Backtesting speed

Discussion in 'Automated Trading' started by thimel, Jul 19, 2007.

  1. thimel

    thimel

    I'm looking for the right platform to backtest a system. While there is a lot of information in the forum and on the web about program features, there is very little quantitative information on speed.

    Could people run a simple bench mark on a platform that they own and report the time it takes to run here.

    For simplicity, the system would be a moving average crossover with lengths of 20 and 100 bars, run on daily bars for the past 10 years on the 500 stocks in the S&P 500. If the system has to download data and caches it locally, then run it twice, recording the second time. Include your CPU type and clock rate and amount of memory in your report.

    I'm particularly interested in data from AmiBroker, TradersStudio, and TradeStation+PortfolioStream


    thanks
     
  2. Custom made Java-based ATS with the back testing and optimization capabilities. On a Windows XP with a 2Ghz CPU, a typical back test runs at the speed of about 250,000 bars per second.
     
  3. In your case all quotes can easily fit in computer memory (RAM).

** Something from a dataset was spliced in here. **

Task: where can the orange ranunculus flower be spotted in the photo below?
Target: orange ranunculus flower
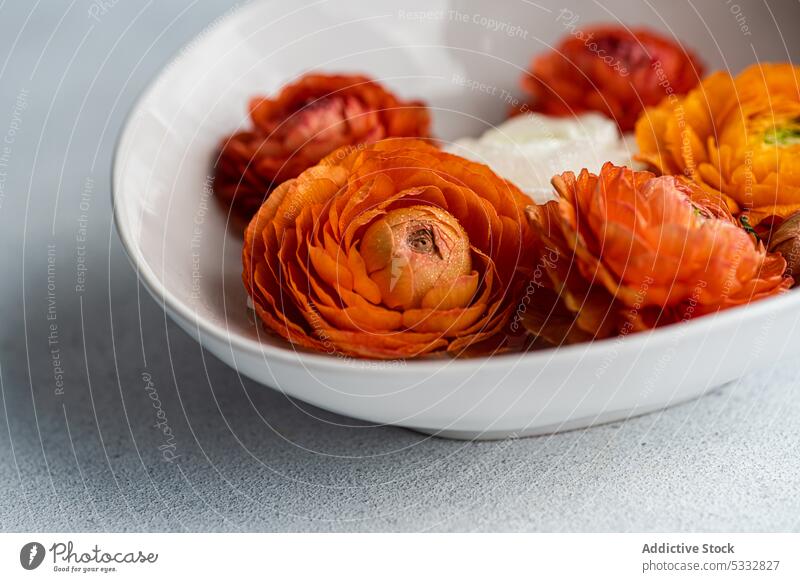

    Modern RAM moves data at a speed ~1 GB/second.
    Say your bar size is 20 bytes -> theoretical limit should be in the range of 50 mln bars/second.
     
  4. MGJ

    MGJ

  5. Wow, I must be running slow because amibroker on a 2gig pc handles 5000 stocks * 20 years data * 255 days = about 2 minutes to backtest a basic strategy without too many for loops...
     
  6. On a 2.4 GHz machine with 1 Gig of RAM, Stratasearch ran a 13 year backtest on the SP 500 in ten seconds.
     
  7. onelot

    onelot

    if you don't mention number of data points, your benchmarks are meaningless.
     
  8. You are correct, plus my prior test was done with an hourglass and not with the formulas mentioned in the original post. Using the prescribed process, Stratasearch ran about 320,000 bars per second.